In 2002, she was runner up (2nd Princess) for Miss South Africa; fast-forward several years later, Bridget is a well-known television presenter and radio personality, and evidently a great dancer judging from her participation on Strictly Come Dancing this year. This is what she has to say about her career in the entertainment industry:
How exactly did you get the job with Jacaranda?
I got a call from Tumelo Diaho-Monaheng, the programmes manager at Jacaranda FM, whom I worked with when I was at YFM. He arranged a meeting with the station’s management and they offered me the job, which I took.
Jacaranda is perceived as an Afrikaans-dominated station with little or no market for the “black demographic”. Do you agree with this statement, and how do you fit into the station?
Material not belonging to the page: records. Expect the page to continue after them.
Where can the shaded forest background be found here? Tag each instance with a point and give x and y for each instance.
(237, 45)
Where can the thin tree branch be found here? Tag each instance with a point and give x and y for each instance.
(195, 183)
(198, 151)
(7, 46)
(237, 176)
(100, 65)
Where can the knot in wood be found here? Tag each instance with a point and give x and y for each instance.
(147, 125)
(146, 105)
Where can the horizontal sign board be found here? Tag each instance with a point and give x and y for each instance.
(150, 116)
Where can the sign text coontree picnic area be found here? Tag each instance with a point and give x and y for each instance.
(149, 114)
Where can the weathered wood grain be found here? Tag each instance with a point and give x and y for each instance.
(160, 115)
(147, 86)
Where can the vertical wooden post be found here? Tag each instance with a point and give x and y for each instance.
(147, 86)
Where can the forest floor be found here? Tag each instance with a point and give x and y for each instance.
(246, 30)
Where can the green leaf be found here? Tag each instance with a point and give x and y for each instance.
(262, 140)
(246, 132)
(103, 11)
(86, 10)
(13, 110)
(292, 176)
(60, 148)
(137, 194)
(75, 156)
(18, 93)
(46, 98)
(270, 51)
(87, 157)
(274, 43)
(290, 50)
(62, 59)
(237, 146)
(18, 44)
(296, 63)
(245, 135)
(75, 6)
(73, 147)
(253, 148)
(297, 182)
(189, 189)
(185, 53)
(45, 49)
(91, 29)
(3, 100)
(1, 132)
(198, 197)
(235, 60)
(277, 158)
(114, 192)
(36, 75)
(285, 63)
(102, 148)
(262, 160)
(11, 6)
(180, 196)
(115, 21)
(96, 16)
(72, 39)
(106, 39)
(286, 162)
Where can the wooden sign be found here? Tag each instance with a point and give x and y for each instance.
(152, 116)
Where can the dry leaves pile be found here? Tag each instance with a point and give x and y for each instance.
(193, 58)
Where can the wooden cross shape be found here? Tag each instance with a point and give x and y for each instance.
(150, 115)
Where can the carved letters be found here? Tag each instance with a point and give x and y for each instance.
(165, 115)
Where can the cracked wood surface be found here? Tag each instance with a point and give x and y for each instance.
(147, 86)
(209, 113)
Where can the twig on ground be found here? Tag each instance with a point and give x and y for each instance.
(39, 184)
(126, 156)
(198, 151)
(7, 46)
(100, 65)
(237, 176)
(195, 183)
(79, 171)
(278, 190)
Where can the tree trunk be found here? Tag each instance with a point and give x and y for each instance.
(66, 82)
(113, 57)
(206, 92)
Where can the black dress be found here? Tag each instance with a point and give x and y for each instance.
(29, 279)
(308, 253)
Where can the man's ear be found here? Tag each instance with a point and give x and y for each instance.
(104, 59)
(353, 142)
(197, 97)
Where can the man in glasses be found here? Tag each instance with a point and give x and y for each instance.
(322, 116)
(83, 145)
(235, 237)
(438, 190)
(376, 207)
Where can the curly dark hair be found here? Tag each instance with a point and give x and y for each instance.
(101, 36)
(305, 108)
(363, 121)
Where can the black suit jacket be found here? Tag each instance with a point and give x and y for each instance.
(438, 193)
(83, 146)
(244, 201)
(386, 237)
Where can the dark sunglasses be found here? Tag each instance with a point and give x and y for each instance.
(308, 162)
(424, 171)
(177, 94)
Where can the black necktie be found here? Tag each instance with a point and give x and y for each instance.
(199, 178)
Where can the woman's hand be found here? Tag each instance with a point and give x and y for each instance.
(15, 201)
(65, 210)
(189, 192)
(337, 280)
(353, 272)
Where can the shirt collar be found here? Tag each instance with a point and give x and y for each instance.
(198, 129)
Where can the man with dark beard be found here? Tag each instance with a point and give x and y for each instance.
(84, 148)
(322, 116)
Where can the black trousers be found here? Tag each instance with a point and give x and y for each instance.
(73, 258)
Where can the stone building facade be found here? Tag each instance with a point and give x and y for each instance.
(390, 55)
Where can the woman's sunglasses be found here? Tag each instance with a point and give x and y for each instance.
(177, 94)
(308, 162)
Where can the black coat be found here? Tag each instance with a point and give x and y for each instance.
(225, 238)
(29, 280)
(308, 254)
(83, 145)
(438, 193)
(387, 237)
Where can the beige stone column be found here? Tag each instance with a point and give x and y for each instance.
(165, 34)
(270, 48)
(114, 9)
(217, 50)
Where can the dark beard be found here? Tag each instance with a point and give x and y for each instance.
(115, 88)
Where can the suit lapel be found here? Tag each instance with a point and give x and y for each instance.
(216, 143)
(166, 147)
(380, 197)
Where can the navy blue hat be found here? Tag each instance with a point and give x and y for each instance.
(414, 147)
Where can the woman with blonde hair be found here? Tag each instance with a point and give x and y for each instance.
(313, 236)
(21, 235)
I am certainly not Afrikaans-speaking and am black. With that said, I must totally disagree with that statement. If anything, the station caters for every single person and has music for the young, old, black and white. There is a lot I offer the station; on my show there’s music for everyone. I also carry the multi-lingual ethos of the station. The station never had a female presenter with her own show during prime time; so I’m a unique addition, offering a fresh perspective as a young black woman.
Nobody saw this move coming, why take it?
I love that this was a surprise for a lot of people. I have been dying to DJ something different, and when this came along I jumped at the chance to challenge myself in doing something out of my comfort zone. I’m loving it! It has been an interesting challenge, allowing me to open up to a different audience. I also see this as a great opportunity to connect urban radio culture with that of Jacaranda FM.
Apart from Jacaranda FM, what else are you up to in the entertainment world?
I am focusing my energy on Jacaranda FM; trying to find my feet on the station and familiarise with the audience. The first month went well and I plan on improving. Prior to me taking time away from the entertainment industry, I was working four to five jobs, which got overwhelming; so I had to take a break. It is good to be back, but I want to take it slow.
Let’s talk fashion; you are considered a style icon. What’s your secret?
Keep it simple and solid; let’s not complicate things by following the trend of the moment and rather work with class.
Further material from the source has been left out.